Als er die ersten Nachrichten in den großen Chat schickt, melden sich zahlreiche Leute, die mithelfen wollen. Unter ihnen sind IT-ler, Juristen, aber auch Designerinnen und Kreative, von Studierenden bis Berufserfahrenen. Eine von ihnen ist Bea Kusnitzoff. Die 44-Jährige kommt aus München und hilft Firmen als Projektleiterin bei Digitalisierungsprozessen. Von dem Hackathon erfährt sie durch eine Kollegin und will auch eine Idee einreichen, verpasst aber die Frist.

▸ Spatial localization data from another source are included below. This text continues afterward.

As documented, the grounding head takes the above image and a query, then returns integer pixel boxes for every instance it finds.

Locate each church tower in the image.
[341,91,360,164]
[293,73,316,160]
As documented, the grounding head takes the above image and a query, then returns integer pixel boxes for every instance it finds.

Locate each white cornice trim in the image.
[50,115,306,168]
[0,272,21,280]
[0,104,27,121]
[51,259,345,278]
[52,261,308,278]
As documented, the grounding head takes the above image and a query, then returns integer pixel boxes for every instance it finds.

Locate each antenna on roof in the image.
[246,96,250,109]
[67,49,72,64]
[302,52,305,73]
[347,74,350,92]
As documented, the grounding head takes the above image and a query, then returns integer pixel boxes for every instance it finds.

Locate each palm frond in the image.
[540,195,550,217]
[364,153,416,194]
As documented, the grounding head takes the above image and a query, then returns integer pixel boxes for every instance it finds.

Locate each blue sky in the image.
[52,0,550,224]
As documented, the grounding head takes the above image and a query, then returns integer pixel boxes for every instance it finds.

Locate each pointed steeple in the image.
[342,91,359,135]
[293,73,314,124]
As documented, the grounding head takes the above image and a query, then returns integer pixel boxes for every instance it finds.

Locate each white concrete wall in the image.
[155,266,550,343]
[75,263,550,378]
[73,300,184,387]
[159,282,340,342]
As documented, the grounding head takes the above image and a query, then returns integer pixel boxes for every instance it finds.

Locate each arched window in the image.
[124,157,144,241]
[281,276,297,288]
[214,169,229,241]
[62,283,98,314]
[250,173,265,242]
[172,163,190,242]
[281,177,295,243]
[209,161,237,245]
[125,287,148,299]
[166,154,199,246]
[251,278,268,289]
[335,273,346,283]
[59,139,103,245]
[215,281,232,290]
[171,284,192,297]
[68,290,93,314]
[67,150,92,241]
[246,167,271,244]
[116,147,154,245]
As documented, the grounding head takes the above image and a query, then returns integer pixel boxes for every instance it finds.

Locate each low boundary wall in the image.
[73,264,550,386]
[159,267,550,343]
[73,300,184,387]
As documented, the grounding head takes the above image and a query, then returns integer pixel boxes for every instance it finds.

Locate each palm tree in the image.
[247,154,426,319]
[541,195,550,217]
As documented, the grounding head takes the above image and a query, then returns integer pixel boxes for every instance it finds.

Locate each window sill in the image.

Als sie Gröbers Nachricht liest, schreibt sie ihm sofort. Gemeinsam mit rund 30 Leuten aus ganz Deutschland beginnen sie, an wir-bleiben-liqui.de zu arbeiten. Sie stellen ein Programm auf die Beine, das betroffenen Unternehmen und Selbstständigen nach der Beantwortung von wenigen Fragen die besten Finanzierungsmittel für ihre persönliche Lage präsentiert. Danach werden noch die nötigen Dokumente für die Antragstellung vorgestellt und beim Ausfüllen geholfen. Die Arbeit an so einer Website dauert normalerweise Wochen bis Monate. Sie haben dafür nur ein Wochenende gebraucht.
2000 Stunden
investiert
Das Besondere: Alle, die an wir-bleiben-liqui.de mitgearbeitet haben, haben das ehrenamtlich getan. Und zwar schon rund 2000 Arbeitsstunden lang, die meisten auch noch neben ihrem ganz normalen Beruf. Auch Kusnitzoff arbeitet eigentlich noch jede Woche 40 Stunden. Trotzdem sitzt sie für wir-bleiben-liqui.de jeden Tag mehrere Stunden vor dem Computer. „Bei uns waren alle einfach stark von sich heraus motiviert, einen Beitrag gegen die Corona-Krise zu leisten“, sagt sie.
Und die Arbeit, die auch nach dem 22. März nicht aufgehört hat, hat sich ausgezahlt: Das Projekt kam von den über 1500 eingereichten unter die besten 20 und wird von einem Kooperationspartner weiterhin als kostenloses Angebot aufrechterhalten. Als die Auszeichnung am vergangenen Montag verkündet wird, hat keiner damit gerechnet. „Ich hab mich wahnsinnig für das Team gefreut. Das waren 30 Leute, die konstant daran mitgearbeitet und ihr Herzblut da reingesteckt haben. Ich war froh, dass das Team dafür die Anerkennung bekommen hat“, sagt Gröber.
Funktionierende
Teamarbeit
Wir-bleiben-liqui.de und der ganze #WirVsVirus-Ha- ckathon sind der Beweis dafür, dass es mehr als gut funktionieren kann, nur online zusammenzuarbeiten, dass Teamarbeit vieles möglich macht und dass sich Ehrenamt in der Corona-Krise nicht nur darauf beschränkt, für andere einkaufen zu gehen – dem Internet sei Dank.